After the September 11 attacks, the United States gave Pakistan a harsh ultimatum to break with the Taliban. Pakistan offered help but insisted -- it will not be abandoned again, as in the 1990s after Washington lost interest in Afghanistan.
Twenty years later, the Taliban has retaken Afghanistan from a US-backed government -- and it looks likely that Pakistan will be abandoned again.
"Pakistan is too important to be permanently ignored by the US but this time Americans will take longer to determine the depth of their relationship with Pakistan," said Husain Haqqani, Pakistan's former ambassador to Washington.
The two-decade US war in Afghanistan has been accompanied by a turbulent relationship between the United States and Pakistan, whose then military ruler Pervez Musharraf vowed "unstinting support" after September 11.
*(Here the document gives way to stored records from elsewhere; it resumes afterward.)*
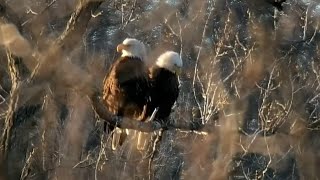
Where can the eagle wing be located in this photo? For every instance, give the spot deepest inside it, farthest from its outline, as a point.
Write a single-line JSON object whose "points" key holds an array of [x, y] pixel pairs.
{"points": [[126, 88]]}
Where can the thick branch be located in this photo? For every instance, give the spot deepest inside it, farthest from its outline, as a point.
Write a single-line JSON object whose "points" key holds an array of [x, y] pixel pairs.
{"points": [[127, 123]]}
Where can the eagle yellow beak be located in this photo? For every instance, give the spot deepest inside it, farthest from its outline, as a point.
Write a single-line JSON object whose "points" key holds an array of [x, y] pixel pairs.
{"points": [[120, 47]]}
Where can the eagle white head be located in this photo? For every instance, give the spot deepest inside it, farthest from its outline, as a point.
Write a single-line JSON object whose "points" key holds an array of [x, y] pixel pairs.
{"points": [[132, 48], [171, 61]]}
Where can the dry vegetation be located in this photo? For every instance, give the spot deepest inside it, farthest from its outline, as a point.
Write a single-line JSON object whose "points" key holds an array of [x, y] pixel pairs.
{"points": [[249, 105]]}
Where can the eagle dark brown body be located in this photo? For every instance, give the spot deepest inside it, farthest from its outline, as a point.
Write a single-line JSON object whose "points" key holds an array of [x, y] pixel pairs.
{"points": [[126, 88], [164, 92]]}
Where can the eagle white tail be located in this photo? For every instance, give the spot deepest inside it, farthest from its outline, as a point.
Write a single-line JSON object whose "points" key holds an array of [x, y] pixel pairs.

Hoping to woo a skeptical Pakistani public, then senator John Kerry in 2009 spearheaded a civilian aid package that devoted $1.5 billion a year.
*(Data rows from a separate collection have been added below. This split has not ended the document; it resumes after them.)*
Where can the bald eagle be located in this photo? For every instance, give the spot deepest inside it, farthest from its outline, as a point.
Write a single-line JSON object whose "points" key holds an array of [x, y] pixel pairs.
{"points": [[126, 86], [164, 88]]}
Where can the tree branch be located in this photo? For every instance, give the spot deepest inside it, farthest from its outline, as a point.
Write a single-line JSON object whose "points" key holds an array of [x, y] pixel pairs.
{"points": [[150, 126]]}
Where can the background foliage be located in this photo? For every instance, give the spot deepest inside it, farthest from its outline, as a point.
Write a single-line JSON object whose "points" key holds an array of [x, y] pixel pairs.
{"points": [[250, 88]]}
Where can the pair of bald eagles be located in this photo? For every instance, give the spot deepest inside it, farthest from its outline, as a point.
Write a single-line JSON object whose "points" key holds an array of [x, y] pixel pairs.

But US suspicions that Pakistan's powerful military and intelligence were playing a double-game came into stark relief when Osama bin Laden, the world's most wanted man, was found and killed by US commandos inside Pakistan in 2011.
The United States finally cut military aid in 2018 under president Donald Trump.
Haqqani, now a senior fellow at the Hudson Institute, said Pakistan sought credit for bringing the Taliban to the table with the Afghan government as part of the US withdrawal.
But in Washington, "what everyone remembers is what Americans see as Pakistan's role in allowing the Taliban to survive the blow the Americans inflicted on the Taliban after 9/11," Haqqani said.
While many Pakistanis feel "scapegoated," Haqqani said Pakistan's case was not helped by the "triumphalism" of Pakistanis including prime minister Imran Khan.
Khan said the Taliban have "broken the chains of slavery" while his climate minister in a since-deleted tweet hailed the Taliban's sweep as a "gift" to historic rival India.
- India lens -
Pakistan, a Cold War ally of the United States, worked with Washington in the 1980s to back Islamic guerrillas who fought out Soviet troops.
Afghanistan stayed mired in war as US interest waned and Pakistan openly backed the Taliban, who imposed a draconian version of Islam under their 1996-2001 regime.
Pakistan has long seen Afghanistan through the lens of India, which remembers how the Taliban welcomed virulently anti-Indian militants and has pumped in $3 billion in aid since 2001.
Madiha Afzal, a fellow at the Brookings Institution, said the Pakistani establishment nonetheless did not likely want a complete Taliban win.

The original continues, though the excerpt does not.